Friday, July 2, 2010

a flea

I fought the longest war in flea history. It began in 2000. I was the proud but tired victor in 2010. Here is my story. ~Hypatia

a flea

I had just changed into an old top, to do a messy household job, when I felt the first sharp prick of a flea bite on my upper right arm. I am never sure about the first bite. Maybe it could be a straw in my clothing or a forgotten tag holder. But I commenced to get little rashes that itched fiercely. I doffed all my clothing and put it in the washing machine. Then, I felt the little bastard in my hair. I knew I had to go take a shower. That old top had come from my closet…

Whew, that’s better! I put back on the bathrobe I had used before the shower, then it started again. I am headed back to the washing machine, then out to the kitchen to smear myself with diatomaceous earth. I don’t like doing that; the powder is bad for my lungs. It’s worth it, though, to be free of the pain and itch. A life full of this kind of pain isn’t worth living.

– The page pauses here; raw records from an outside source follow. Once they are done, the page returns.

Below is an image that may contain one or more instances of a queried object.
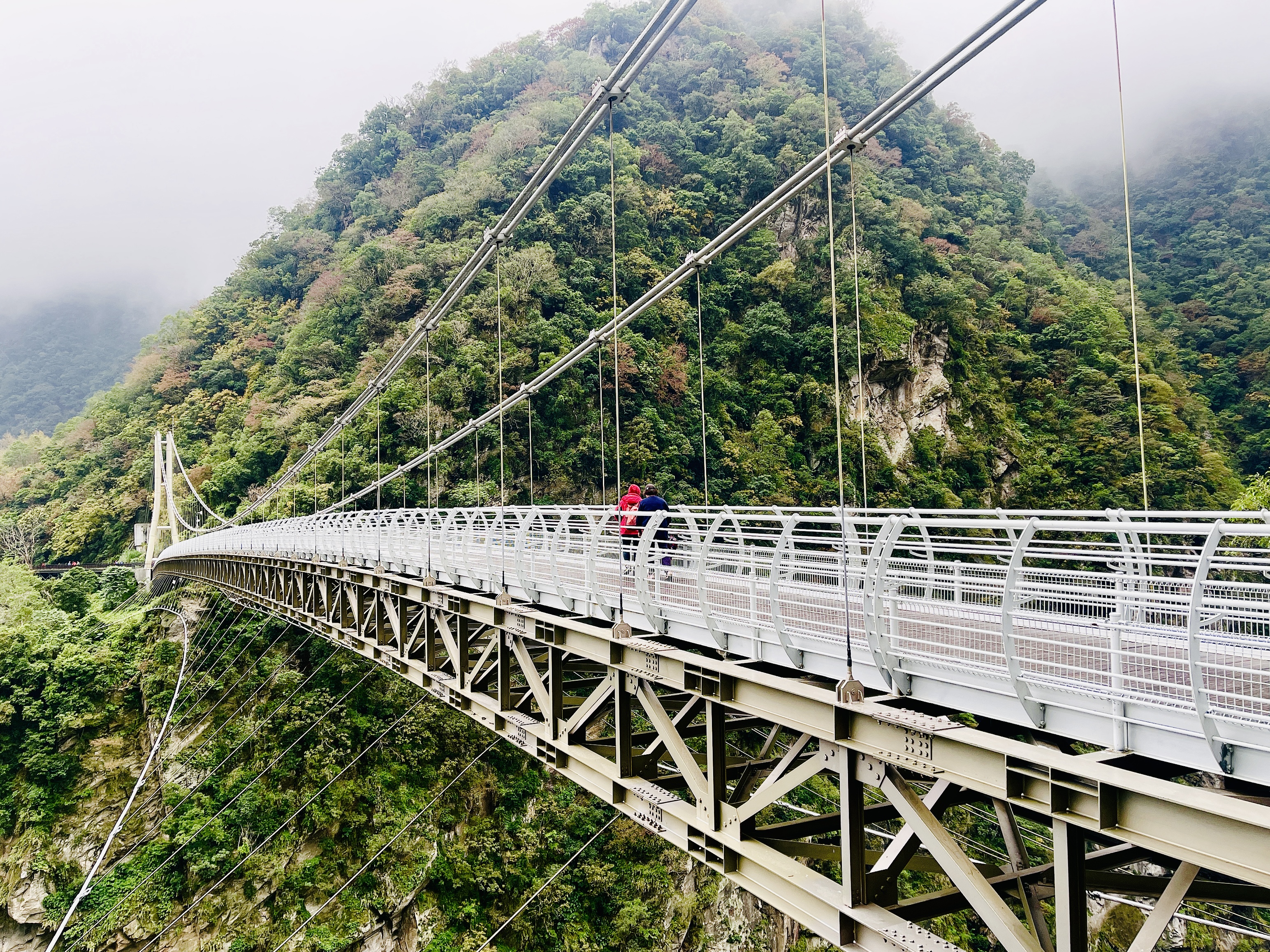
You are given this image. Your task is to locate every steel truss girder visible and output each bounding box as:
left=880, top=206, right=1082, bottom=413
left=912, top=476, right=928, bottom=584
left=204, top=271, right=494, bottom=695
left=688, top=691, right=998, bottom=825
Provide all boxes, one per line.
left=159, top=555, right=1270, bottom=952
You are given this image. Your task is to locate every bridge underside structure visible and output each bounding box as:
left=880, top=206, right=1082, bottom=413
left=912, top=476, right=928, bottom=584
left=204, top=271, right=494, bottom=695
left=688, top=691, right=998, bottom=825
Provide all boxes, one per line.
left=156, top=508, right=1270, bottom=952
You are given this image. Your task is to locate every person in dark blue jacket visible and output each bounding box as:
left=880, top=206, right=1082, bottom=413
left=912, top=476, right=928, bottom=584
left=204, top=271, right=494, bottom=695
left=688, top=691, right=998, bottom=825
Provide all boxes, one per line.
left=635, top=485, right=670, bottom=565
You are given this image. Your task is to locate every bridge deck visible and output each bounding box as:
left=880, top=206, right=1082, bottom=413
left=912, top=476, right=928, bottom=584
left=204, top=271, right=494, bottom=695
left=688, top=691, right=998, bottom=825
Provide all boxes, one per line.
left=164, top=506, right=1270, bottom=782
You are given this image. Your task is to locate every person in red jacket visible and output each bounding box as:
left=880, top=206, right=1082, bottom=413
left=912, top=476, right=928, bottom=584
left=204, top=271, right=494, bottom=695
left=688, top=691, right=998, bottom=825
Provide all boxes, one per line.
left=617, top=482, right=644, bottom=561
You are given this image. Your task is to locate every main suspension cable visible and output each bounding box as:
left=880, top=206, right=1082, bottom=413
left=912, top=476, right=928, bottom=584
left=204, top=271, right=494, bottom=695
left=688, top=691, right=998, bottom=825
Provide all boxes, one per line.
left=270, top=736, right=501, bottom=952
left=44, top=605, right=189, bottom=952
left=72, top=665, right=377, bottom=952
left=312, top=0, right=1045, bottom=511
left=475, top=813, right=621, bottom=952
left=1111, top=0, right=1151, bottom=511
left=164, top=0, right=701, bottom=532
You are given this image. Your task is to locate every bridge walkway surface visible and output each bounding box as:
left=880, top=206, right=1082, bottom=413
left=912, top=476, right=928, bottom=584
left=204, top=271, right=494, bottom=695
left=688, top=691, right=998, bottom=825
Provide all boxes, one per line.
left=155, top=506, right=1270, bottom=951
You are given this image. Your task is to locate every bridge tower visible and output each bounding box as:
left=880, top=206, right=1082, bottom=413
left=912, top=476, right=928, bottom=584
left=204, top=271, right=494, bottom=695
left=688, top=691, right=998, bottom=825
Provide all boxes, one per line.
left=146, top=430, right=180, bottom=585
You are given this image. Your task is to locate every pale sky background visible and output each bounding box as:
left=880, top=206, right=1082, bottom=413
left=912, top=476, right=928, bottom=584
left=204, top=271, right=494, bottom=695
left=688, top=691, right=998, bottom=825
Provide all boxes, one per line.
left=0, top=0, right=1270, bottom=320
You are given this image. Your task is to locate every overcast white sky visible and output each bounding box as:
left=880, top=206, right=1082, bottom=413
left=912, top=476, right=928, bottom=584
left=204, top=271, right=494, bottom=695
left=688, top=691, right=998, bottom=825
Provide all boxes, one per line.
left=0, top=0, right=1270, bottom=317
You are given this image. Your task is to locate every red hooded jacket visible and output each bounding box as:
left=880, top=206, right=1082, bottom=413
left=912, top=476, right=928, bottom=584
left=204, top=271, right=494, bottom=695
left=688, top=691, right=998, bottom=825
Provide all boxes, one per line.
left=617, top=482, right=644, bottom=536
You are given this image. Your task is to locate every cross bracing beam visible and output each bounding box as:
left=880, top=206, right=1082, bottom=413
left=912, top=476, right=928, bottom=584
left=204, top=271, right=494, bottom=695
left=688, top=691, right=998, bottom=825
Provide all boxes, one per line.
left=159, top=553, right=1270, bottom=952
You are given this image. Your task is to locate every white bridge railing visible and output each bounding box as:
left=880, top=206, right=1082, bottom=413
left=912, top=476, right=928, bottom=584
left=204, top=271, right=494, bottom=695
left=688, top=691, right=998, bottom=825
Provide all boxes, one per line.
left=159, top=506, right=1270, bottom=778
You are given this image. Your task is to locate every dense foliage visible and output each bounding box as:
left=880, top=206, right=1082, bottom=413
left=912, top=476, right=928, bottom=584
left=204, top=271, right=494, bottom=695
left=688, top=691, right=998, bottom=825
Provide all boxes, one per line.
left=1036, top=106, right=1270, bottom=485
left=0, top=298, right=154, bottom=435
left=0, top=4, right=1238, bottom=559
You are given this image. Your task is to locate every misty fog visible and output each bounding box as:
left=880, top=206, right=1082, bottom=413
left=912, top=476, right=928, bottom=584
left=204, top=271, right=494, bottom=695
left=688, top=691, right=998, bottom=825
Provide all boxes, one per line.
left=0, top=0, right=1270, bottom=325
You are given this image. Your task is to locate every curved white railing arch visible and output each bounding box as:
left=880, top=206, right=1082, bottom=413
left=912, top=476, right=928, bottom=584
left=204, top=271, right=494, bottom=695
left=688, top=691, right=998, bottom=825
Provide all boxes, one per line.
left=159, top=505, right=1270, bottom=779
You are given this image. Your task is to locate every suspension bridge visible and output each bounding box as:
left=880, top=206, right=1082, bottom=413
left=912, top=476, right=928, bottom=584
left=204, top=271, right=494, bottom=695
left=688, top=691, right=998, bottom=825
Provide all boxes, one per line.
left=60, top=0, right=1270, bottom=952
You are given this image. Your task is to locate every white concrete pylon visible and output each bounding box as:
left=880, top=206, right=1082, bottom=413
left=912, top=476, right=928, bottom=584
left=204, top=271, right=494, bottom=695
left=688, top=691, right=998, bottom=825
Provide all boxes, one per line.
left=146, top=430, right=180, bottom=585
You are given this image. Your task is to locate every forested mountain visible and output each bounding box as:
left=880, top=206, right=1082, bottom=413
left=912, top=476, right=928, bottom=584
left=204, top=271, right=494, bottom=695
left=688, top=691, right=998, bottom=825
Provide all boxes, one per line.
left=0, top=2, right=1264, bottom=952
left=0, top=297, right=154, bottom=437
left=0, top=5, right=1238, bottom=566
left=1033, top=104, right=1270, bottom=475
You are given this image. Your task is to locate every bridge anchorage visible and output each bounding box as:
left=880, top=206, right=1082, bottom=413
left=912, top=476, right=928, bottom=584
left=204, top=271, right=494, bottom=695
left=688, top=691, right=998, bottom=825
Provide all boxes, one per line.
left=155, top=506, right=1270, bottom=952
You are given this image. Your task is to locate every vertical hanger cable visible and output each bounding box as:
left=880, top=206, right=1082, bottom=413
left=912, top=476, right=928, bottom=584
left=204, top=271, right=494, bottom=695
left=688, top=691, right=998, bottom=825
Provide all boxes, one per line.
left=820, top=0, right=855, bottom=683
left=1111, top=0, right=1151, bottom=511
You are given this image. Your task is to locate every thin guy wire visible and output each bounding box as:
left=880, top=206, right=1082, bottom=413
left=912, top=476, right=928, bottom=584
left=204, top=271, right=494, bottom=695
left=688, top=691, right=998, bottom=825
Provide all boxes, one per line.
left=103, top=690, right=437, bottom=952
left=1111, top=0, right=1151, bottom=511
left=80, top=694, right=428, bottom=939
left=697, top=268, right=710, bottom=505
left=268, top=737, right=499, bottom=952
left=167, top=633, right=316, bottom=776
left=475, top=813, right=621, bottom=952
left=111, top=636, right=334, bottom=869
left=44, top=607, right=189, bottom=952
left=82, top=599, right=221, bottom=853
left=173, top=609, right=264, bottom=729
left=820, top=0, right=855, bottom=682
left=608, top=99, right=622, bottom=500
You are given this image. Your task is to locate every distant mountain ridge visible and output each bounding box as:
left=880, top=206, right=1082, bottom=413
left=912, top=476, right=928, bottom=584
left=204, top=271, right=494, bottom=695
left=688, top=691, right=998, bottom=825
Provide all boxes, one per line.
left=0, top=297, right=158, bottom=437
left=1030, top=109, right=1270, bottom=475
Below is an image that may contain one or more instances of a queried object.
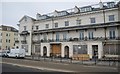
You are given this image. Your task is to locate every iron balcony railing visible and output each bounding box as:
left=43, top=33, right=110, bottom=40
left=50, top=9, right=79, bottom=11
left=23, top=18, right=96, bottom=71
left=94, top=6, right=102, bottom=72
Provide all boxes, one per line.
left=33, top=37, right=120, bottom=43
left=15, top=40, right=19, bottom=43
left=32, top=40, right=41, bottom=44
left=21, top=40, right=27, bottom=44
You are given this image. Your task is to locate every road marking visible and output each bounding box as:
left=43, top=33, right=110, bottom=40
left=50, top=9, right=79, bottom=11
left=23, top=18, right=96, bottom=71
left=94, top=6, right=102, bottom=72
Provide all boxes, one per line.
left=83, top=66, right=117, bottom=70
left=0, top=62, right=75, bottom=72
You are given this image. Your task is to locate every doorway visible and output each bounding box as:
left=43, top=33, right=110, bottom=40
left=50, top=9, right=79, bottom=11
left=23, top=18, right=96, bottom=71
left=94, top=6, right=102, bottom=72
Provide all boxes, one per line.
left=64, top=46, right=69, bottom=58
left=92, top=45, right=98, bottom=58
left=43, top=46, right=47, bottom=56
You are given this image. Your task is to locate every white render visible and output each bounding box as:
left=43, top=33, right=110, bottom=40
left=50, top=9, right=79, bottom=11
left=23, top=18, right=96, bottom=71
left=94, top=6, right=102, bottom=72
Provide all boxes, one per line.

How do I know it isn’t a figment of my imagination? I asked my psychiatrist, Dr. R., who said I did not have this disease, insect phobia, nor this one, Delusions of Parasitosis. Those are the only two conditions that would cause one to feel assaulted by imaginary bugs. I do not have those conditions.

Prequel: The Pearl Harbor attack against the fleas

After Harris left for a trip of indeterminate length, I knew I had to get right on a housewide eradication program. Besides the flea bombs and flea spray, the kind that retards their growth into adulthood, I ordered 5 pounds of food-grade diatomaceous earth (DE).

I vacuumed every vacuumable item in the home. I washed the floors.

I checked with Harris to make sure that using flea bombs would not blow up the house due to exposure to lit pilot lights. Turned out they were in the garage. Great place for the birds! I put them in the garage, with a blanket under the garage door to keep fumes from entering.

I sat the bombs on raised platforms. I held my nose and took a deep breath, then set off the bombs. Previously, I had gathered all the bedding in the house to wash at the Laundromat…too voluminous to wash in our modest home washer.

Then I set off to the Laundromat, productively killing off the two-hour wait while the deadly chemicals dispersed with productive activity. I loaded the washing machines. It took 5 triple-capacity monster machines at $4.25 per pop, to hold the comforters, sheets, blankets and pillows from two bedrooms and the living room.

While everything washed, I treated the empty van with flea spray.

You get the picture.

After the bombing and the DE application, which took the better part of two days, I still have fleas.

I just smeared my body with DE.

One Week After: a flea

I had just changed into an old top, to do a messy household job, when I felt the first sharp prick of a flea bite on my upper right arm. I am never sure about the first bite. Maybe it could be a straw in my clothing or a forgotten tag holder. But I commenced to get little rashes that itched fiercely. I doffed all my clothing and put it in the washing machine. Then, I felt the little bastard in my hair. I knew I had to go take a shower. That old top had come from my closet…

Whew, that’s better! I put back on the bathrobe I had used before the shower, then it started again. I am headed back to the washing machine, then out to the kitchen to smear myself with diatomaceous earth. I don’t like doing that; the powder is bad for my lungs. It’s worth it, though, to be free of the pain and itch. I recognize that staving off this affliction will shorten my life. I am past caring about that.

How do I know it isn’t a figment of my imagination? I asked my psychiatrist, Dr. R., who said I did not have this disease, insect phobia, nor this one, Delusions of Parasitosis. Those are the only two conditions that would cause one to feel assaulted by imaginary bugs. I do not have those conditions.